Right now my family is facing, what I assume to be, a country town problem.
We have a cricket infestation.
Ok, I may be using the term infestation slightly out of context.
On a scale of 1 to 10. 1 being I seen one in the lounge room, 10 being the great mouse plagues of the 90’s. We’re sitting on a 2.
So yeah nothing too drastic, but I dare ANYONE who has had a cricket in their room, to tell me it’s no big deal.
Walking down the hall every night it’s like walking into the marshes.
G3 keeps making me check that her window is actually shut, and the only thing that seems to halt their incessant chippering is light.
It all started 2 weeks ago.
We’ve been doing some home reno’s outside. Fixing up carports, making a bikeport, and Dan built G2 and G3 a gymnastics beam. Awwww. He’s a good daddy.
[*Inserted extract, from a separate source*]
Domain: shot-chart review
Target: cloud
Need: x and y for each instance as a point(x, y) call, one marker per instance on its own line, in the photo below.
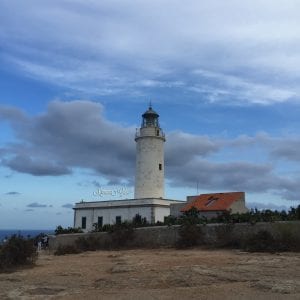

Anyway, all of these jobs required the use of carpet.
Carpet which has been sitting in rolls in the vacant lot next door, waiting to be used.
What Dan neglected to tell me, was that these rolls were harboring many, many families of rouge crickets.
It probably took a week for it to dawn on me that there was a problem.
I mean, seeing 1 is nothing out of the ordinary.
But it was after shooing or releasing one every day that I started paying attention.
Dan- Have you noticed all the crickets in here lately?
Me- Why yes, G1 and I were just discussing it. Weird hey?
Dan- Hmmm. I didn’t tell you, but the other day, when I rolled out that carpet in the carport, shit loads of crickets jumped out and went under the door to the house.
Me- Staring blankly.
Why he didn’t mention it? I don’t know. What I could have done? I don’t know either.
But the girls and I have now adopted a zero tolerance, deport on sight policy. Dan killed one (I know, I was very, very mad), and wants to bug bomb the house (again, boys!!!), but I believe our method to be far more efficient.
Plus G2 has fish, and so far their surviving quite well, which is new for us, so I don’t want to risk this lucky streak!
Anyway I think we’re nearly in the clear. Except for that one hiding out in my bathroom. Slowly driving me insane.
Until I find you, dear friend. I shall keep that door shut tight, pop a pillow over my head, and try and convince myself I’m camping.
I bet it’s a boy.
P.S We went to the Rural shop the other day and I felt like I was in my room! They have containers full of crickets for sale, no doubt for lizards, or weird naturalists to eat. I think I may have found a way to benefit from our invasion!!!